Biomedical Engineering Department of University of North Carolina at Chapel Hill, Chapel Hill, NC, United States of America.
SLB Consulting, Winton, Cumbria, United Kingdom.
PLoS One. 2023 Aug 10;18(8):e0283953. doi: 10.1371/journal.pone.0283953. eCollection 2023.
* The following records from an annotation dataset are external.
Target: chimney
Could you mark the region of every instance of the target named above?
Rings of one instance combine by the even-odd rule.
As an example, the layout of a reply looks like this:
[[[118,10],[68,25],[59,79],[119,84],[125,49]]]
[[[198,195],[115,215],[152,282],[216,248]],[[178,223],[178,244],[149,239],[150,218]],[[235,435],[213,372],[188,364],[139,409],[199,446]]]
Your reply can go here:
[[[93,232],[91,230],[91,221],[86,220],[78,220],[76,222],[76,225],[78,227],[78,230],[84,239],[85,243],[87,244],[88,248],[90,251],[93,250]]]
Doppler ultrasound (DU) is used in decompression research to detect venous gas emboli in the precordium or subclavian vein, as a marker of decompression stress. This is of relevance to scuba divers, compressed air workers and astronauts to prevent decompression sickness (DCS) that can be caused by these bubbles upon or after a sudden reduction in ambient pressure. Doppler ultrasound data is graded by expert raters on the Kisman-Masurel or Spencer scales that are associated to DCS risk. Meta-analyses, as well as efforts to computer-automate DU grading, both necessitate access to large databases of well-curated and graded data. Leveraging previously collected data is especially important due to the difficulty of repeating large-scale extreme military pressure exposures that were conducted in the 70-90s in austere environments. Historically, DU data (Non-speech) were often captured on cassettes in one-channel audio with superimposed human speech describing the experiment (Speech). Digitizing and separating these audio files is currently a lengthy, manual task. In this paper, we develop a graphical user interface (GUI) to perform automatic speech recognition and aid in Non-speech and Speech separation. This constitutes the first study incorporating speech processing technology in the field of diving research. If successful, it has the potential to significantly accelerate the reuse of previously-acquired datasets. The recognition task incorporates the Google speech recognizer to detect the presence of human voice activity together with corresponding timestamps. The detected human speech is then separated from the audio Doppler ultrasound within the developed GUI. Several experiments were conducted on recently digitized audio Doppler recordings to corroborate the effectiveness of the developed GUI in recognition and separations tasks, and these are compared to manual labels for Speech timestamps. The following metrics are used to evaluate performance: the average absolute differences between the reference and detected Speech starting points, as well as the percentage of detected Speech over the total duration of the reference Speech. Results have shown the efficacy of the developed GUI in Speech/Non-speech component separation.
多普勒超声(DU)用于减压研究中,以检测前胸或锁骨下静脉中的静脉气体栓塞,作为减压应激的标志物。这与水肺潜水员、压缩空气工人和宇航员有关,以防止减压病(DCS),这些气泡会在环境压力突然降低时或之后引起减压病。多普勒超声数据由专家评估员根据 Kisman-Masurel 或 Spencer 量表进行分级,这些量表与 DCS 风险相关。荟萃分析以及计算机自动 DU 分级的努力都需要访问精心管理和分级的数据的大型数据库。由于在 70-90 年代在艰苦环境中进行的大规模极端军事压力暴露难以重复,因此利用以前收集的数据尤为重要。历史上,DU 数据(非语音)通常以单声道音频盒式带上的录音形式捕获,并且叠加了描述实验的人类语音(语音)。目前,数字化和分离这些音频文件是一项冗长的手动任务。在本文中,我们开发了一个图形用户界面(GUI),以执行自动语音识别并帮助分离非语音和语音。这是首次在潜水研究领域采用语音处理技术。如果成功,它有可能显著加快对以前获取的数据集的重用。识别任务结合了 Google 语音识别器,以检测人类语音活动的存在及其相应的时间戳。然后,在开发的 GUI 中,从音频多普勒超声中分离出检测到的人类语音。对最近数字化的音频多普勒记录进行了几项实验,以验证开发的 GUI 在识别和分离任务中的有效性,并将其与语音时间戳的手动标签进行比较。用于评估性能的指标包括:参考和检测到的语音起点之间的平均绝对差异,以及检测到的语音占参考语音总持续时间的百分比。结果表明,开发的 GUI 在语音/非语音组件分离方面非常有效。